An Indiana mom of two collapsed and died from water toxicity after drinking too much water in a short period of time, her family says.

Ashley Summers, 35, was near Monticello at Lake Freeman with her husband and two daughters over July 4th weekend when she was hospitalized with brain swelling, Ashley’s brother, Devon Miller, told WRTV.

“Someone said she drank four bottles of water in 20 minutes,” Miller said. “I mean, an average water bottle is like 16 ounces, so that was 64 ounces that she drank in a span of 20 minutes. That’s half a gallon. That’s what you’re supposed to drink in a whole day.”

The Mayo Clinic says that the daily fluid intake for women should be about 92 ounces, with 20% of daily fluids usually coming from foods.

ashley summers
Ashley Summers, 35, died of water toxicity at Lake Freeman near Monticello, Indiana, while on vacation with family over July 4th weekend, her family says. (Ashley Summers / Facebook)

Summers had said she was feeling dehydrated, lightheaded and had a headache, noting that she felt like she could not drink enough water, her family told the outlet. 

The mom of two passed out in a garage and was rushed to a hospital. 

Summers, however, never regained consciousness, and doctors said she died of water toxicity, according to the family. 

ashley summers and family
Ashley Summers passed out in her garage and was rush to a hospital. The mother of two, however, never regained consciousness. (Ashley Summers / Facebook)
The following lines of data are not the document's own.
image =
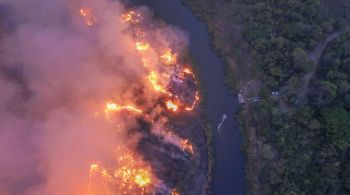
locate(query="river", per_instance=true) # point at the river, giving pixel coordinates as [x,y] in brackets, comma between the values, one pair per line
[229,176]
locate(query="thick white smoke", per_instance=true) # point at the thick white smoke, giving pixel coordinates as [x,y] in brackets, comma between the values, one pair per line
[56,75]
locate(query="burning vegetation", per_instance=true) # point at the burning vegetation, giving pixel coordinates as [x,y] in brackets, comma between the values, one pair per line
[170,82]
[99,101]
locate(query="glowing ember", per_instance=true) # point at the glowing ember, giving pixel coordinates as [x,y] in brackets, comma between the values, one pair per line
[194,103]
[131,175]
[88,17]
[131,17]
[187,71]
[141,46]
[154,79]
[187,146]
[169,58]
[171,106]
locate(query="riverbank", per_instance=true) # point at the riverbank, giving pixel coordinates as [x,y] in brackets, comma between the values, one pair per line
[229,161]
[285,133]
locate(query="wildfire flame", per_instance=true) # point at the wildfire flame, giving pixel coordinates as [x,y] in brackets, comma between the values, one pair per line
[131,174]
[194,103]
[154,79]
[88,17]
[131,17]
[142,46]
[168,57]
[171,106]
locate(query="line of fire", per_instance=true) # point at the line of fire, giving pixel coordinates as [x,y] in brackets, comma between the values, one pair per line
[167,152]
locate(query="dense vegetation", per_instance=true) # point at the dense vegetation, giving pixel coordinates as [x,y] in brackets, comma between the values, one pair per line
[299,141]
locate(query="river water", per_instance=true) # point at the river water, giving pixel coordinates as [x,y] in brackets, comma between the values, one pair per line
[229,177]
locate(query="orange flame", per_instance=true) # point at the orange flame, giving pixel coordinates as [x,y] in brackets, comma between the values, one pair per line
[171,106]
[88,17]
[154,79]
[169,58]
[131,17]
[194,103]
[142,46]
[187,146]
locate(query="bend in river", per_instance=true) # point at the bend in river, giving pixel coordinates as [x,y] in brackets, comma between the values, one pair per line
[229,178]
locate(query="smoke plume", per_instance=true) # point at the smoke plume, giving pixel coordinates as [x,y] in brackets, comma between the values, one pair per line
[61,63]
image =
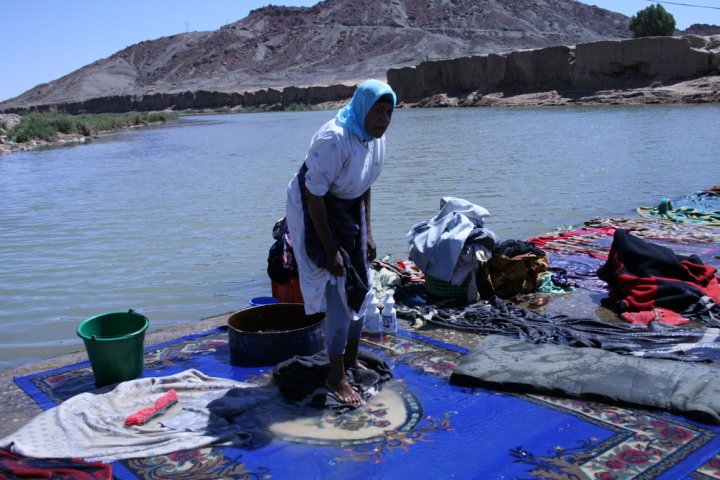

“It was a shock to all of us,” Miller said. “When they first started talking about water toxicity. It was like, ‘this is a thing?’”

Hyponatremia, also known as water toxicity, occurs when the concentration of sodium in your blood is abnormally low, according to the Mayo Clinic.

“When this happens, your body’s water levels rise, and your cells begin to swell,” the clinic says. “This swelling can cause many health problems, from mild to life-threatening.”

To prevent hyponatremia, the clinic advises drinking water in moderation and to consider drinking sports beverages that contain electrolytes during endurance activities.

Summers was an organ donor and donated her heart, liver, lungs, kidneys and some of her long bone tissue to help save five other lives, her family said.